The First Watch in Space

On April 12, 06:07 GMT, 1961 Juri Gagarin, at the controls of Vostok One, ushered in a new era, one of manned space flight, and the world was forever changed. The technology that put this man in space and brought him safely home, was some of the newest and most modern equipment available. Ironically, on his wrist was a technology that was already centuries old-- watch making. It may seem odd to us now in this time of extremely accurate quartz watches, but at the time, the mechanical wrist watch was an important piece of gear, and it’s accuracy and reliability were of paramount concern. In light of these concerns, the choice of watch Gagarin took with him would not have been a decision made in haste.

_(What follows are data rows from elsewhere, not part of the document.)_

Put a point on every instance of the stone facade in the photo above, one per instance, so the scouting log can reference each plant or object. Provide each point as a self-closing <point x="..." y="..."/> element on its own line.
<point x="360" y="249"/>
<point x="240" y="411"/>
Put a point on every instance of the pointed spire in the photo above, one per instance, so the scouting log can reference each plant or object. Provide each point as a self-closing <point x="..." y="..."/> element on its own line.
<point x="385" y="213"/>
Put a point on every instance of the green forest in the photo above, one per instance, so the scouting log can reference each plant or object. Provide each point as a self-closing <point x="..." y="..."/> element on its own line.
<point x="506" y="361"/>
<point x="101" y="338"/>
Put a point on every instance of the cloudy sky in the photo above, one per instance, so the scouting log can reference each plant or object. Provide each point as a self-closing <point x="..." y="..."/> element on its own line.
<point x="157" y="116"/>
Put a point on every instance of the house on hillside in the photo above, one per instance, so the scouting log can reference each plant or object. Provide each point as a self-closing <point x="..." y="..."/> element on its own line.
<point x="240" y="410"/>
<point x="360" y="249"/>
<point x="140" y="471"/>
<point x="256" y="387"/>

The STURMANSKIE, (or ШТУРМАНСКИЕ in Cyrillic,) which had been issued to new graduates of the prestigious Orenberg Flight School along with their diplomas since the late 1940’s, was a logical choice, due to the high quality of the movement and inherent accuracy of the watch. Gagarin would have been supplied with such a 1st Moscow Watch Factory Sturmanskie opon graduation from Orenberg as well, but it is doubtful that he would have received the Sturmanskie he wore into space at that time. Most likely, he would have been awarded a 15 jewel watch, very similar to the one he wore in space but lacking some of the newer features that were unavailable at that time.

Based on an earlier French design, the Lip R26, from which the Soviets purchased the machinery to produce the watch. The Soviet’s had updated the design by adding a central seconds complication and a hacking feature that allowed the watch to be precisely stopped and synchronized with a given time signal. A critical detail on any military watch, but especially so on a Navigator’s watch, where often location would be ascertained by correctly estimating where the aircraft was by accurately measuring time to distance.

The Sturmanskie Gagarin wore into space had a highly finished (including Geneva striping!) 17 jewel, shock protected movement. The movement was housed in a chrome plated, two-piece case measuring 33 mm across, 12 mm high, with a 16 mm lug size and had a stainless steel screw back. Unlike the earlier watch’s stainless steel snap back, the new watch was fully gasketed providing better water resistance.

As a matter of fact, the Sturmanskie’s movement and case, were virtually identical to the civilian Sportivnie (Спортивные). Only the dial separated the two watches visually from each other. After his world famous flight, the watch Gagarin wore was donated to what was soon to become ПОЛЕТ or Poljot, meaning flight, in honor of Gagarin’s groundbreaking mission. Where it currently resides as part of their present day collection.